David Cameron has insisted he does not have "anything to hide" about his financial affairs after revealing he and his wife sold shares worth more than £30,000 in an offshore tax haven fund set up by his late father.

The Prime Minister has faced intense pressure to detail his interests since the Panama Papers leaks included details of Blairmore Holdings - which used "bearer shares" to protect investors' privacy.

In an interview with ITV News, he insisted it was a "fundamental misconception" that it was set up to avoid tax, saying his father Ian was being "unfairly written about".

And he said that while his and Samantha's profit from the scheme was "subject to all the UK taxes in the normal ways" - it came to just below the threshold at which capital gains tax would have applied.

Number 10 said Mr and Mrs Cameron bought their holding in April 1997 for £12,497 and sold it in January 2010 for £31,500.

The annual personal allowance for an individual in 2009-10 was £10,100 - meaning jointly the profit was just outside the threshold.

Mr Cameron, who has been a prominent campaigner for increased tax transparency, also repeated his willingness to publish his own tax returns.

Downing Street later confirmed this will take place "as soon as possible".

When questions first emerged this week about the PM's tax affairs, Downing Street initially said it was a private matter before first clarifying Mr Cameron had no offshore funds and trusts and then making clear the family would not benefit in the future either.

Opposition MPs used the latest admission from Mr Cameron to criticise his reputation and handling of the issue, with Labour's John Mann suggesting the PM "has no choice but to resign".

Labour deputy Tom Watson suggested Mr Cameron should consider "voluntarily paying the money that, in his own words, should morally belong to the exchequer".

He also said the PM may have to resign although added it is "too early to tell".

Speaking to ITV, Mr Cameron said: "I paid income tax on the dividends, but there was a profit on it but it was less than the capital gains tax allowance, so I didn't pay capital gains tax, but it was subject to all the UK taxes in all the normal ways.

"So I want to be as clear as I can about the past, about the present, about the future, because frankly, I don't have anything to hide.

"I'm proud of my dad and what he did and the business he established and all the rest of it.

"I can't bear to see his name being dragged through the mud, as you can see, and for my own, I chose to take a different path from my father, grandfather and great-grandfather, who were all stockbrokers, and I've got nothing to hide in my arrangements and I'm very happy to answer questions about it."

Mr Cameron said it had been "a difficult few days" since the mass leak of records from Panamanian law firm Mossack Fonseca as he launched a staunch defence of his father.

He also said he was not able to "point to every source of every bit of the money" that his father left him when he died - which he said amounted to around £300,000.

Pressed on whether he benefited from any part of the estate that was based in Jersey, he said: "Dad's not around for me to ask the questions now.

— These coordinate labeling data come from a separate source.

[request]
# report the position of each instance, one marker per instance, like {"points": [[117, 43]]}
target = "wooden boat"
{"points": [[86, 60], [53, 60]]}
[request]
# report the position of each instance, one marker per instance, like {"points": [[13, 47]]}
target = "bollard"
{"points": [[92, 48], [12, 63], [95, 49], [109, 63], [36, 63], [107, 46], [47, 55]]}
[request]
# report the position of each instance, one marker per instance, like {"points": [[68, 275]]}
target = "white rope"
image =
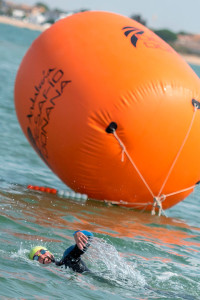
{"points": [[132, 162], [159, 199], [178, 154], [180, 191], [158, 202]]}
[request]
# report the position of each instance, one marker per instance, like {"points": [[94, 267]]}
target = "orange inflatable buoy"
{"points": [[112, 109]]}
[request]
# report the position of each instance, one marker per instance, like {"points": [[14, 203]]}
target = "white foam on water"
{"points": [[107, 262]]}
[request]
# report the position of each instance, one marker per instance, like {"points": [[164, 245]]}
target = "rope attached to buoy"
{"points": [[157, 200]]}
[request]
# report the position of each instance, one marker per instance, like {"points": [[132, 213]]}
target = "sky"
{"points": [[176, 15]]}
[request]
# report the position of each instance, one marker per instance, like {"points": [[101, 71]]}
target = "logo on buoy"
{"points": [[135, 31]]}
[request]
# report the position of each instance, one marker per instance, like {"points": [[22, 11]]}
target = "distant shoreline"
{"points": [[19, 23], [191, 59]]}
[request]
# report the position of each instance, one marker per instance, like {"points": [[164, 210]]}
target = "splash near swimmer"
{"points": [[112, 109]]}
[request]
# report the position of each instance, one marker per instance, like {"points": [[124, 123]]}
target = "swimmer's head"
{"points": [[41, 254]]}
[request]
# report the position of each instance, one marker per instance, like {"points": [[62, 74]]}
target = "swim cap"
{"points": [[36, 249]]}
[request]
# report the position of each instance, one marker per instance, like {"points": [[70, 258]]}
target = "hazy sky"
{"points": [[172, 14]]}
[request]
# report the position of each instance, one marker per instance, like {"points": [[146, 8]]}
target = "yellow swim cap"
{"points": [[34, 250]]}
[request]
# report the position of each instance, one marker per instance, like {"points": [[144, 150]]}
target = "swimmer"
{"points": [[72, 255]]}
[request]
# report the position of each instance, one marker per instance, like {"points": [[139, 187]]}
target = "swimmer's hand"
{"points": [[80, 239]]}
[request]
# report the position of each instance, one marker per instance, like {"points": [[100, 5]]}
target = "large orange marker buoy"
{"points": [[112, 109]]}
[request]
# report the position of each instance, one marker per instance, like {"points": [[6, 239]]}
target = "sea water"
{"points": [[133, 256]]}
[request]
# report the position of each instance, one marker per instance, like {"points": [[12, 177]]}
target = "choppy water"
{"points": [[134, 255]]}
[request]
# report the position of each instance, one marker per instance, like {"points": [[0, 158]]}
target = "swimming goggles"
{"points": [[42, 251]]}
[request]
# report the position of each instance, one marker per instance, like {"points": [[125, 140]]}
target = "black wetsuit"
{"points": [[72, 256]]}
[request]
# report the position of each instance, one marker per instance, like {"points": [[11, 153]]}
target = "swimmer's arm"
{"points": [[80, 239]]}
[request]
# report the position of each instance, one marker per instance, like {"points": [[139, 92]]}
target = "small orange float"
{"points": [[112, 110]]}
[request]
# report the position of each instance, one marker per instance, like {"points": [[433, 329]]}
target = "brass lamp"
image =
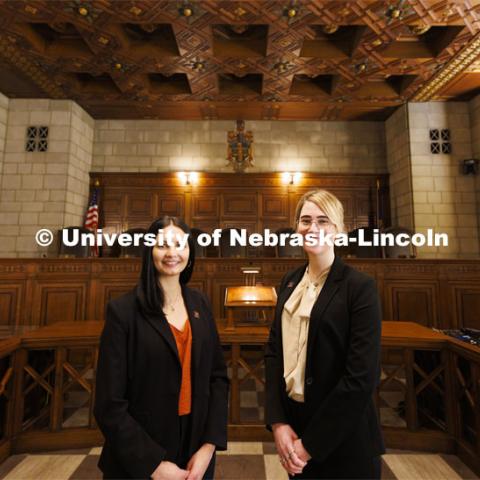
{"points": [[248, 297]]}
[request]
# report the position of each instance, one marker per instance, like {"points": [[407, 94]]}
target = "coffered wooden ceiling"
{"points": [[299, 59]]}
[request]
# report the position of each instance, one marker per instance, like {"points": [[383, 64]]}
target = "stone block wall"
{"points": [[475, 135], [43, 189], [3, 127], [159, 145], [399, 167], [443, 198]]}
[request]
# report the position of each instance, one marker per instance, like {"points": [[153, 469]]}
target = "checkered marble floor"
{"points": [[243, 460]]}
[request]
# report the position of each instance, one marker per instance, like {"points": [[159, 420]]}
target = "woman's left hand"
{"points": [[199, 462], [302, 454]]}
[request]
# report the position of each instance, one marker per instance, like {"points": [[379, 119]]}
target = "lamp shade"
{"points": [[247, 296]]}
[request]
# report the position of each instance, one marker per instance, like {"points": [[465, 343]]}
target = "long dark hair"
{"points": [[149, 293]]}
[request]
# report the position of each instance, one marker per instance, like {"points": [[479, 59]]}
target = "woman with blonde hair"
{"points": [[323, 357]]}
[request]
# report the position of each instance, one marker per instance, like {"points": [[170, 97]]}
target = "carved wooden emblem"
{"points": [[240, 152]]}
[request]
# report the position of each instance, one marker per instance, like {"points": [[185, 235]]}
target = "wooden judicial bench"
{"points": [[48, 356], [38, 292], [40, 369]]}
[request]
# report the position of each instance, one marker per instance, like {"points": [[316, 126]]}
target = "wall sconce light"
{"points": [[290, 178], [469, 166], [188, 178]]}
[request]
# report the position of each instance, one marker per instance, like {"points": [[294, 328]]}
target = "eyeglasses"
{"points": [[307, 222]]}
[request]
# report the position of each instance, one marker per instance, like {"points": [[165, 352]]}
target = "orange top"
{"points": [[183, 339]]}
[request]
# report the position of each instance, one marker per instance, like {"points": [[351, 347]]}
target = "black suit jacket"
{"points": [[138, 385], [342, 366]]}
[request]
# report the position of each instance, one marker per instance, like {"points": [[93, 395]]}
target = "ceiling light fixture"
{"points": [[419, 28], [291, 178], [188, 178], [186, 10], [329, 29]]}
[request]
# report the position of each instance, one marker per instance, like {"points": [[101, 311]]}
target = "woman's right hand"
{"points": [[169, 471], [284, 436]]}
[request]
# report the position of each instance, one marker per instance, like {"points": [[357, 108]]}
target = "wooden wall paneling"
{"points": [[108, 289], [11, 300], [239, 205], [413, 301], [206, 205], [187, 209], [273, 210], [111, 279], [112, 206], [171, 202], [364, 209], [465, 298], [59, 301], [60, 291], [140, 207]]}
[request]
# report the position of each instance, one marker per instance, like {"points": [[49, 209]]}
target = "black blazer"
{"points": [[138, 385], [342, 367]]}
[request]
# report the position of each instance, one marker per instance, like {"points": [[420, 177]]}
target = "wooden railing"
{"points": [[428, 398]]}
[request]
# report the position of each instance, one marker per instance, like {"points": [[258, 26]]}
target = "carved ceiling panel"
{"points": [[256, 59]]}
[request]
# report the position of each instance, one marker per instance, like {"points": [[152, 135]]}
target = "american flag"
{"points": [[91, 219]]}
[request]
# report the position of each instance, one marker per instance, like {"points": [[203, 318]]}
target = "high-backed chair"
{"points": [[78, 250], [133, 250], [227, 250], [288, 250], [200, 251], [397, 251], [364, 251]]}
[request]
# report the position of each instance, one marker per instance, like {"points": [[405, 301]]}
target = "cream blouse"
{"points": [[295, 321]]}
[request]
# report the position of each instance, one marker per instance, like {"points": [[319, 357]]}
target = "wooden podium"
{"points": [[247, 298]]}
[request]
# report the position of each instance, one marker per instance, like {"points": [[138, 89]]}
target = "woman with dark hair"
{"points": [[323, 357], [162, 387]]}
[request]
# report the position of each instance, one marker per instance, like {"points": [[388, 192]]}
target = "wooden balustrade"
{"points": [[38, 292], [428, 398]]}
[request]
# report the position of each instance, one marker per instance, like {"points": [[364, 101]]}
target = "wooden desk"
{"points": [[417, 363], [38, 292]]}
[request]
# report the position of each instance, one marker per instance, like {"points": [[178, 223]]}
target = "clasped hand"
{"points": [[293, 455], [196, 467]]}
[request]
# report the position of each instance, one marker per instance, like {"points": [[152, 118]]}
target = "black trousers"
{"points": [[184, 422], [333, 467], [183, 453]]}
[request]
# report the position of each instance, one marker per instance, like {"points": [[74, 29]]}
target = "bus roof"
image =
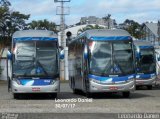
{"points": [[105, 34], [29, 34], [142, 43]]}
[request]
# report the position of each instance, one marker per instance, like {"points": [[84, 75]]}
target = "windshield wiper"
{"points": [[115, 62], [42, 67]]}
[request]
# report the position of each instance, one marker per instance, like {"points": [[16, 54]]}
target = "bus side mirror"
{"points": [[9, 55], [158, 58], [85, 54], [138, 55], [62, 54]]}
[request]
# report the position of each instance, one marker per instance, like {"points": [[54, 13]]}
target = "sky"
{"points": [[138, 10]]}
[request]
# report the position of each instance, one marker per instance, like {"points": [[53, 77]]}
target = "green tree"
{"points": [[43, 25], [10, 21], [134, 28], [89, 27]]}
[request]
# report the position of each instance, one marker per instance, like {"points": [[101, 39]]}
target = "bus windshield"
{"points": [[111, 58], [35, 58], [147, 62]]}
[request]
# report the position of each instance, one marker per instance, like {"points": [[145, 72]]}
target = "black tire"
{"points": [[53, 95], [75, 91], [88, 93], [149, 87], [126, 94], [15, 95]]}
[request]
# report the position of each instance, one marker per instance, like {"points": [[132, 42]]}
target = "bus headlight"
{"points": [[17, 81], [95, 81], [129, 80], [53, 81]]}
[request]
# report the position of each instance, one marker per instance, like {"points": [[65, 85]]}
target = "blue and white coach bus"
{"points": [[103, 62], [34, 59], [145, 63]]}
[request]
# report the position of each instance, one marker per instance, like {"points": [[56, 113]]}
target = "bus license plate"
{"points": [[113, 88], [35, 89]]}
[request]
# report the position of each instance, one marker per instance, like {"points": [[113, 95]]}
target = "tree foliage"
{"points": [[10, 21], [134, 28], [89, 27], [43, 25]]}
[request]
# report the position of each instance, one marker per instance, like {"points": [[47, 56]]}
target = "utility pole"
{"points": [[62, 13]]}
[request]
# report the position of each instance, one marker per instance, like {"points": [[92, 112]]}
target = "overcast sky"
{"points": [[138, 10]]}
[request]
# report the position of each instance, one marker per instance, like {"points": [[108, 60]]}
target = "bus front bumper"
{"points": [[54, 88], [140, 82], [128, 86]]}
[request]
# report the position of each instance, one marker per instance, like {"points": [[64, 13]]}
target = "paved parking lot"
{"points": [[142, 100]]}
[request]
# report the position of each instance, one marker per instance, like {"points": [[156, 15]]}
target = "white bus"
{"points": [[34, 59], [145, 63], [103, 61]]}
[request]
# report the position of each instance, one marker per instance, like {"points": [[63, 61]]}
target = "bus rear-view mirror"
{"points": [[62, 54], [9, 55], [85, 52]]}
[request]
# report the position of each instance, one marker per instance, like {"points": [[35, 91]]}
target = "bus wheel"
{"points": [[88, 94], [53, 95], [126, 94], [15, 96], [149, 87]]}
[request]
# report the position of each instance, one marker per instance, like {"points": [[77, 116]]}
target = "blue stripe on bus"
{"points": [[145, 76], [145, 47], [35, 82], [35, 39], [114, 79], [111, 38]]}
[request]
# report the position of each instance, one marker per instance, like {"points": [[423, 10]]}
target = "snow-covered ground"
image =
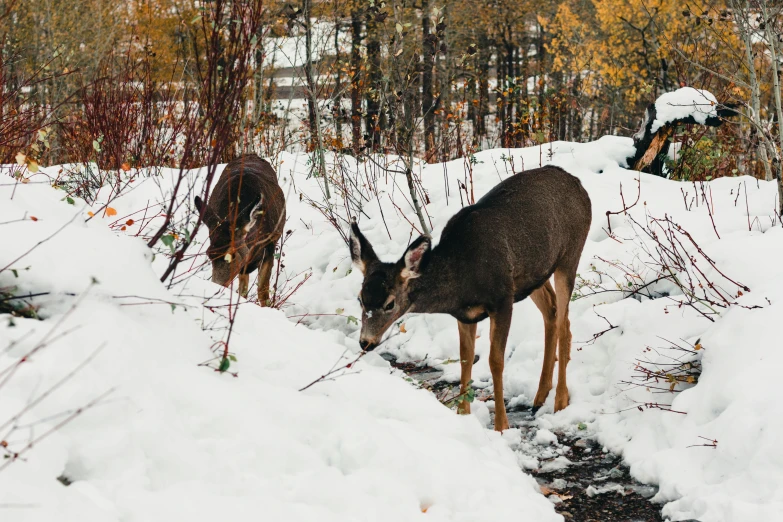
{"points": [[176, 441]]}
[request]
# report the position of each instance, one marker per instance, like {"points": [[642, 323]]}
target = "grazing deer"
{"points": [[505, 247], [245, 216]]}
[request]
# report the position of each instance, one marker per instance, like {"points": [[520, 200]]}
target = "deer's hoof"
{"points": [[561, 401], [501, 426]]}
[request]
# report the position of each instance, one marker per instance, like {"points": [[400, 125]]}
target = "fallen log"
{"points": [[682, 107]]}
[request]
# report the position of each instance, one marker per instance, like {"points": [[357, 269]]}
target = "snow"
{"points": [[176, 440], [684, 102]]}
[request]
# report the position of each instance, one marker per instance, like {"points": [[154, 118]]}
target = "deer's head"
{"points": [[385, 294], [229, 238]]}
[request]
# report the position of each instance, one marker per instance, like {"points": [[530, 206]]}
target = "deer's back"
{"points": [[522, 230]]}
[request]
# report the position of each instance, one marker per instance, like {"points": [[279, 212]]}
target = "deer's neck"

But he was a very hardworking man. He built up a business. He left his house to my brother. He left me some money, and left things to my brothers and sisters, too.

"And I think, you know, there's pretty good transparency about all of that. And as I've said, in the future I'm not benefiting from any Cameron family trust. At the moment I own no shares, no investments. I have savings."

For Labour, Mr Watson told Sky News: "He may have to resign over this but I think we need to know a lot more about what his financial arrangements have been, why it's taken three days for him to answer legitimate questions from journalists, why he didn't come clean when he heralded in the new age of transparency, and what other shareholdings does David Cameron have or has had since he was a Member of Parliament."

SNP economy spokesman Stewart Hosie said Mr Cameron has "played the public" over the issue, adding he must "come clean" on other tax-related issues.

He said: "The public will understandably now find it hard to trust the Prime Minister."